Personne ne peut réécrire l’Histoire. Il faut tenter de la comprendre, et parfois de condamner les actes commis par des dirigeants lorsque ceux-ci sont précis et identifiables. Les génocides les plus récents, ceux des Juifs par le nazisme, des Arméniens par les Jeunes Turcs, ou encore l’Holodomor des Ukrainiens par Staline appartiennent à ces faits qui auraient pu ne pas se produire parce qu’on ne les aurait pas décidés. De même le génocide des Vendéens par la Révolution a été plus qu’une faute : un crime ! Lorsque notre fanfaron national dit que le colonialisme a été une faute, il vise, au contraire, un phénomène historique qui n’a nullement été limité à la France du XIXe siècle en Afrique.

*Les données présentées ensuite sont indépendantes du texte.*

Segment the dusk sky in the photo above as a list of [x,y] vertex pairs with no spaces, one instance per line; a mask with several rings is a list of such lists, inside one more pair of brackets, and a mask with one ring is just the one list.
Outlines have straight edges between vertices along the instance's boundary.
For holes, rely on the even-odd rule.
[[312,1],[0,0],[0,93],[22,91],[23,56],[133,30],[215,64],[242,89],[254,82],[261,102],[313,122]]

Faut-il rappeler que notre pays doit beaucoup à la colonisation de la Gaule par Rome, qui nous a apporté la plus grande part de notre civilisation ? Des colonies grecques comme Marseille jusqu’aux États-Unis, une colonie et le plus puissant État du monde, la colonisation et l’invasion ont été les grands moteurs de l’Histoire avec leurs aspects positifs ou négatifs pour les peuples concernés.
Il est absurde ou hypocrite de faire de la morale sur le sujet. Dès que les nations européennes eurent conquis les moyens intellectuels, techniques, militaires, et bien sûr maritimes, de dominer le monde, elles ont entrepris cette grande aventure. Venise se contentait de coloniser les côtes de l’Adriatique. Le Portugal et l’Espagne se sont lancés à la conquête du monde et, faut-il le rappeler, parce que ces deux nations s’étaient libérées de la « colonisation » musulmane débutée, elle, par une invasion. Ensuite, les autres ont suivi, l’Angleterre, les Pays-Bas, la France. Puis d’autres encore, plus tardivement et plus modestement.
Des fautes ont sans doute été commises durant ce vaste mouvement, imputables à la rapacité et à la cruauté de certains des hommes qui y ont concouru, mais on ne peut pas plus condamner un phénomène de cette ampleur qu’un phénomène naturel. Nous subissons depuis quelques décennies, en Occident, le culte de la repentance et le devoir de l’autoflagellation. Que le président de « notre » République s’y adonne est une trahison de sa fonction. La France a connu deux vagues de colonisation, la première sous la monarchie, stoppée par la Révolution et l’Empire, en raison de la faiblesse de leurs moyens maritimes et non pour des motifs moraux, puis la seconde au XIXe siècle. Face au gigantesque Empire britannique, et à sa cohérence, notre pays a collectionné des territoires dont la plupart ne possédaient de celui-ci ni la richesse, ni la population, ni les capacités d’accueil d’un excédent démographique que la France ne possédait plus d’ailleurs. On peut donc penser que la colonisation française n’a pas été une bonne affaire, comme Jacques Marseille l’a démontré. Mais ce jugement n’a rien de moral. Jules Ferry ou Léon Blum justifiaient l’entreprise par l’impératif de civiliser les peuples qui l’étaient moins. Cet objectif généreux a en partie été atteint. Le meilleur exemple en est l’épopée médicale des Français, de l’Algérie à l’Indochine en passant par Madagascar et le golfe de Guinée. Il est insultant et odieux pour les médecins français qui ont voué leur vie à la lutte contre les maladies endémiques d’employer le mot de « faute ».
C’est une faute lourde pour un chef d’État que de faire d’un motif de fierté de la nation qui l’a placé à sa tête un objet de réprobation.